How do game trainers change an address in memory that's dynamic?

GameTrainersWTF picture GameTrainersWTF · May 28, 2010 · Viewed 12.2k times · Source

Lets assume I am a game and I have a global int* that contains my health. A game trainer's job is to modify this value to whatever in order to achieve god mode. I've looked up tutorials on game trainers to understand how they work, and the general idea is to use a memory scanner to try and find the address of a certain value. Then modify this address by injecting a dll or whatever.

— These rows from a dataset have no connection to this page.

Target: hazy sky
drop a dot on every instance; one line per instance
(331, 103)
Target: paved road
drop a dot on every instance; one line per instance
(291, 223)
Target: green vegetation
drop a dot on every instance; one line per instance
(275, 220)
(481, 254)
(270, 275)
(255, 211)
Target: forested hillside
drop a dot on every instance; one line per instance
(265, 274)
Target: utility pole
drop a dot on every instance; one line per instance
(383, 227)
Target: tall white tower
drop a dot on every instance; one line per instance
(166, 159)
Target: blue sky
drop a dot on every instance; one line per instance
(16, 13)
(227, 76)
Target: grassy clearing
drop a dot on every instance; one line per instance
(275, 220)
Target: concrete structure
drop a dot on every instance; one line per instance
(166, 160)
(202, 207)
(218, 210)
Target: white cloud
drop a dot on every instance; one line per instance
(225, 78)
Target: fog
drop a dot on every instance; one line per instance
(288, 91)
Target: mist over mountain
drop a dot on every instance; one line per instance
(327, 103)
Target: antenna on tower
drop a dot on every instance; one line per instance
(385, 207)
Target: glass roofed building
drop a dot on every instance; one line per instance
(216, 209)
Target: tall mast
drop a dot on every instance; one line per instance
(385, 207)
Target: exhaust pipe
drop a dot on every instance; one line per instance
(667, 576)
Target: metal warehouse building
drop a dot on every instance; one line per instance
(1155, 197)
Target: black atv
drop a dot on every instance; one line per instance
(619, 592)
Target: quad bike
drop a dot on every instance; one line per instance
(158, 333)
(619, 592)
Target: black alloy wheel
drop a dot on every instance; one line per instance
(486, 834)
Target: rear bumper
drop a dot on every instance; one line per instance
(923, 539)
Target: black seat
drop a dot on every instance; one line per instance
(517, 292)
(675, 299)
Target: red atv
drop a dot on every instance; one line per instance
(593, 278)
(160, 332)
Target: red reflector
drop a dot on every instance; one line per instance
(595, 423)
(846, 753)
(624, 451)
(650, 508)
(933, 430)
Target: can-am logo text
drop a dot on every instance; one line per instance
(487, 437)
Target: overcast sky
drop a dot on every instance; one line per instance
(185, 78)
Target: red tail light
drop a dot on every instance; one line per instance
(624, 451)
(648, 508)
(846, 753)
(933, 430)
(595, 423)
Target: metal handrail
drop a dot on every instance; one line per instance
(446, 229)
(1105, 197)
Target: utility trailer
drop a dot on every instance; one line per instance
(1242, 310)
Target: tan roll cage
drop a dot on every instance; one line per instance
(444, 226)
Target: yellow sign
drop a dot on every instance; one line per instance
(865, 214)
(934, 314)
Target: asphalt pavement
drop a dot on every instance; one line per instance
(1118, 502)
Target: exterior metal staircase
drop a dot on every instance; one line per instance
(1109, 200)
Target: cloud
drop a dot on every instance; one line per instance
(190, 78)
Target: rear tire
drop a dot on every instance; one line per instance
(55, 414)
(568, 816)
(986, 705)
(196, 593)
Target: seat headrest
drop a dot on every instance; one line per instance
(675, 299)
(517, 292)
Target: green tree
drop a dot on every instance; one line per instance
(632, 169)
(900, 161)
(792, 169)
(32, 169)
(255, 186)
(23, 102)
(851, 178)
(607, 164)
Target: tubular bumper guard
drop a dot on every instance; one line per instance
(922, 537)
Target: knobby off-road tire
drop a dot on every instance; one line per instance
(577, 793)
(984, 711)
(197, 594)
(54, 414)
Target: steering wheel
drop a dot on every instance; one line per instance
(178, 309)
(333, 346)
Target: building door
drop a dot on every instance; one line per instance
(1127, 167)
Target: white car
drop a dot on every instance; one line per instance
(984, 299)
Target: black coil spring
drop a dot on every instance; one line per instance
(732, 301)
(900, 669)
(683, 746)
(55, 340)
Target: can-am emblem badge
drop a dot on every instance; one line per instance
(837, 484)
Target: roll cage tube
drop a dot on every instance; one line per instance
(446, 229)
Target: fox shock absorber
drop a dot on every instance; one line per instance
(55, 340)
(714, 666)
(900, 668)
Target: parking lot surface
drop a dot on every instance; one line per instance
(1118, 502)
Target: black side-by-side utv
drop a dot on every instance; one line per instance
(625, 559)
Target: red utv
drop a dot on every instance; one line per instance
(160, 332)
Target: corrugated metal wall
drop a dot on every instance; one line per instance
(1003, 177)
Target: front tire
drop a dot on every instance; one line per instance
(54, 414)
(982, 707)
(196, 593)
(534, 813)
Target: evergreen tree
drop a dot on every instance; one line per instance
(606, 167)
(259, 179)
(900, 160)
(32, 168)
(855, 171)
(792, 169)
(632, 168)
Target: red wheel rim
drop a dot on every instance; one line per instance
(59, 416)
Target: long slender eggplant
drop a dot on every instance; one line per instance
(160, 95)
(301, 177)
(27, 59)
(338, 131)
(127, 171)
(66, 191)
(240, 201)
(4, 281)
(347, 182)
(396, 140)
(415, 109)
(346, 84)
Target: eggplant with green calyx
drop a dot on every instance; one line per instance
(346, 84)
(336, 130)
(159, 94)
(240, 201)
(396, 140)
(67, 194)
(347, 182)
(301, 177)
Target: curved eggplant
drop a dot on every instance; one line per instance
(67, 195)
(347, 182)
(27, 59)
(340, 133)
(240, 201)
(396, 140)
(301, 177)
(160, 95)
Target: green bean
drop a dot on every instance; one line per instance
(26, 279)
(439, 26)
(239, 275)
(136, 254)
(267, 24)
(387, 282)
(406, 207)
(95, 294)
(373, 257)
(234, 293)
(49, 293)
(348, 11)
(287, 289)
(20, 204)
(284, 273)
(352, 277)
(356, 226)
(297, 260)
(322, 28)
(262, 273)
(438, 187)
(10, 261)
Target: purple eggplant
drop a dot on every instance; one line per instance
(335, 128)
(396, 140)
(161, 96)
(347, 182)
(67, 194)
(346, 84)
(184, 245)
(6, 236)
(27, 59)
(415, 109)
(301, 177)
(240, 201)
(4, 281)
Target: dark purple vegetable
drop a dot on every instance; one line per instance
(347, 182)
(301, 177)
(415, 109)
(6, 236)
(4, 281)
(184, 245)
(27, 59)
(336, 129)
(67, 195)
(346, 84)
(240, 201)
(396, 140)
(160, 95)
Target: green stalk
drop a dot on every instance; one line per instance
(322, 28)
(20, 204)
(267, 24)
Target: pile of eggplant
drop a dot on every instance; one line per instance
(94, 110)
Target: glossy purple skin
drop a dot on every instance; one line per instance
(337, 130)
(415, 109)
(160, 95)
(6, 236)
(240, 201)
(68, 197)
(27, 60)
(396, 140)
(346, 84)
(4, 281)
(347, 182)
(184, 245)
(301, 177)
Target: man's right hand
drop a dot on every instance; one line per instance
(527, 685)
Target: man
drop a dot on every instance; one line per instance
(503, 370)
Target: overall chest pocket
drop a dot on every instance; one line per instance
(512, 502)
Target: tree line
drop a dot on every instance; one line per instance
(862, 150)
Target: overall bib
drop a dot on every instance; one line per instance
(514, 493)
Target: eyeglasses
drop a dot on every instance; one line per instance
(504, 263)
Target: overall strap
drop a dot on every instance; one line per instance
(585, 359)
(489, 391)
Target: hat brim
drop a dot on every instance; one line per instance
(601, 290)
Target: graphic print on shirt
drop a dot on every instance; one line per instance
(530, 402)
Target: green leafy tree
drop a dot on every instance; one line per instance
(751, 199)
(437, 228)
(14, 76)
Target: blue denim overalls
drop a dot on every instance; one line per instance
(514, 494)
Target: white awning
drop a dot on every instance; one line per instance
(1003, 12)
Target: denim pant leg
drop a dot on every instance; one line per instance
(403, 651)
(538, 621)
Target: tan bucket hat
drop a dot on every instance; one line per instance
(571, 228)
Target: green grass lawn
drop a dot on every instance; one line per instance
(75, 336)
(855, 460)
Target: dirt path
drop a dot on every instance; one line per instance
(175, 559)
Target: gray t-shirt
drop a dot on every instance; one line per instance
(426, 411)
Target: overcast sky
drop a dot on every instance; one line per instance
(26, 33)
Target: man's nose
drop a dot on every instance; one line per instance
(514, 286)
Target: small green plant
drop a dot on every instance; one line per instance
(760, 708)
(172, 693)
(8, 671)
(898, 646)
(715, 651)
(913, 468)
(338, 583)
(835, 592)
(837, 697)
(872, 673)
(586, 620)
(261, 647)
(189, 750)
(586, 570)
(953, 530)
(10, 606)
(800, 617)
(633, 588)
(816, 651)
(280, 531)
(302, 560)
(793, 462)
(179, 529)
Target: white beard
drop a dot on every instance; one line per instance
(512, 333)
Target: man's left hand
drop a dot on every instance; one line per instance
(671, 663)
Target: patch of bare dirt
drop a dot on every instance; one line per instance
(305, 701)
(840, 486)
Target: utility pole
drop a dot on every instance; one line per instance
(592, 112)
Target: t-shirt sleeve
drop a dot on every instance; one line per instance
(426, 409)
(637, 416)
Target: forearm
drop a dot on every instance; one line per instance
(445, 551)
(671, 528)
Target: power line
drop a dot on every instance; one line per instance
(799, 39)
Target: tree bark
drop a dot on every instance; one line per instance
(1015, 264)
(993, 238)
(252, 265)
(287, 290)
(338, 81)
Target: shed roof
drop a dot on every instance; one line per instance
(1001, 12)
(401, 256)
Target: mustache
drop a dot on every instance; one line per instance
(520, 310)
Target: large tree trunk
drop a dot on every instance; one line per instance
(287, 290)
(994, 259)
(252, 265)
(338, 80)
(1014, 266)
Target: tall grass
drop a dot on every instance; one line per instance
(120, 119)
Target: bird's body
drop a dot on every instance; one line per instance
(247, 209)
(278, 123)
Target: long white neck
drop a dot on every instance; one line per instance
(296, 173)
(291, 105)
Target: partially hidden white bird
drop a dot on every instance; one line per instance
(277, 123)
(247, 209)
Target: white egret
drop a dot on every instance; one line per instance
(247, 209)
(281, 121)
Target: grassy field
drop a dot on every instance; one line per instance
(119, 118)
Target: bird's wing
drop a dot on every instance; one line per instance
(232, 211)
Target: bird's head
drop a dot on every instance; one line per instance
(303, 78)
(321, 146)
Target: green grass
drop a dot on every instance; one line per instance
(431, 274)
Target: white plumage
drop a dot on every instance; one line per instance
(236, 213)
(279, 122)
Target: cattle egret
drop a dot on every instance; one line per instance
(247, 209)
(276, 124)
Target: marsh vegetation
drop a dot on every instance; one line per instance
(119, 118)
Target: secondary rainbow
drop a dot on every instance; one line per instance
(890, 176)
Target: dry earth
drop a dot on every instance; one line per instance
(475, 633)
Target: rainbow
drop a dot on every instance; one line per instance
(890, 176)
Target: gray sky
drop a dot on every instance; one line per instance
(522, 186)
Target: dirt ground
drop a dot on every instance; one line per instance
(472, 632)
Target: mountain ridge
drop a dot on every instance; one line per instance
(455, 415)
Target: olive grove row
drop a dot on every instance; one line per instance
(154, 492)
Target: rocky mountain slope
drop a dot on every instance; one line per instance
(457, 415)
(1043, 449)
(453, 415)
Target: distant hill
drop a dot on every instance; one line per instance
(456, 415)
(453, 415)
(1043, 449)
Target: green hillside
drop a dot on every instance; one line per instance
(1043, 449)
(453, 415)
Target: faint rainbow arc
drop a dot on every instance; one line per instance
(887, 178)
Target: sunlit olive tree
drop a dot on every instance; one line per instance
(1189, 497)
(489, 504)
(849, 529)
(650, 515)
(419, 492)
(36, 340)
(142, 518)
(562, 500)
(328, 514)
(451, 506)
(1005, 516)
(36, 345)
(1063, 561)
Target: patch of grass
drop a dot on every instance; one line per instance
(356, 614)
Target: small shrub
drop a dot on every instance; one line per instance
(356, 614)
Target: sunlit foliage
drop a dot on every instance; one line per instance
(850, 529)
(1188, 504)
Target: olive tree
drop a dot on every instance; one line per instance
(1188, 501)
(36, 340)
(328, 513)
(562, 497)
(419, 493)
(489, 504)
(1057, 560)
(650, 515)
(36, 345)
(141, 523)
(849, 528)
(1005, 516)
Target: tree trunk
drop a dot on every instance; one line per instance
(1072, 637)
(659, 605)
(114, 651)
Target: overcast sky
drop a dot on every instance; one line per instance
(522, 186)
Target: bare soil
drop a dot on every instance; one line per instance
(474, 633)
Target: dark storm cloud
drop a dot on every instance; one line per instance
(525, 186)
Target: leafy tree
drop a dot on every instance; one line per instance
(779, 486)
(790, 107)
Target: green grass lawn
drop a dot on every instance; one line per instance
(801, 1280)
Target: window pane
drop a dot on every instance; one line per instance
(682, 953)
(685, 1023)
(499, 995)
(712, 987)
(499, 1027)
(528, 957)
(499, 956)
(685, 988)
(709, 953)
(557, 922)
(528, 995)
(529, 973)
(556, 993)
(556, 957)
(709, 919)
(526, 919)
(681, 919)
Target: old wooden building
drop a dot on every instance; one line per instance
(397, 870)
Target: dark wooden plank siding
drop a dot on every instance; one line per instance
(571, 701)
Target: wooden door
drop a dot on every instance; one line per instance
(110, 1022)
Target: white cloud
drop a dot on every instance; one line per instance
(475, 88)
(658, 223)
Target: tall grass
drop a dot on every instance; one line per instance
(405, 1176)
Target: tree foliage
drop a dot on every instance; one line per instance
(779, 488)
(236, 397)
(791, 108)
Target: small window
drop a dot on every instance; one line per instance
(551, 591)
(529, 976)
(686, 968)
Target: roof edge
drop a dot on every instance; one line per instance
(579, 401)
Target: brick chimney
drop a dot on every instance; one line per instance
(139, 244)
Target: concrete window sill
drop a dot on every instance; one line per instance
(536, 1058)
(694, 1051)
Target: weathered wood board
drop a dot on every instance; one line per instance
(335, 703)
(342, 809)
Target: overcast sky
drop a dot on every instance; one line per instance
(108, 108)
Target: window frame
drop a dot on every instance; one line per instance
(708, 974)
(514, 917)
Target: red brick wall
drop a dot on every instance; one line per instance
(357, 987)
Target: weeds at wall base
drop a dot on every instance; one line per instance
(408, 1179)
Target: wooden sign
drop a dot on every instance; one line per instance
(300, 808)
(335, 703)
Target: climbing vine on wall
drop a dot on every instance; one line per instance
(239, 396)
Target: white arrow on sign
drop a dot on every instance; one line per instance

But I made a simple program with a global int* and its address changes every time I run the app, so I don't get how game trainers can hard code these addresses? Or is my example wrong?

What am I missing?

Answer

Vladimir Panteleev picture Vladimir Panteleev · May 28, 2010

The way this is usually done is by tracing the pointer chain from a static variable up to the heap address containing the variable in question. For example:

struct CharacterStats
{
    int health;
    // ...
}

class Character
{
public:
    CharacterStats* stats;

    // ...

    void hit(int damage)
    {
        stats->health -= damage;
        if (stats->health <= 0)
            die();
    }
}


class Game
{
public:
    Character* main_character;
    vector<Character*> enemies;
    // ...
}

Game* game;

void main()
{
    game = new Game();
    game->main_character = new Character();
    game->main_character->stats = new CharacterStats;

    // ...

}

In this case, if you follow mikek3332002's advice and set a breakpoint inside the Character::hit() function and nop out the subtraction, it would cause all characters, including enemies, to be invulnerable. The solution is to find the address of the "game" variable (which should reside in the data segment or a function's stack), and follow all the pointers until you find the address of the health variable.

Some tools, e.g. Cheat Engine, have functionality to automate this, and attempt to find the pointer chain by themselves. You will probably have to resort to reverse-engineering for more complicated cases, though.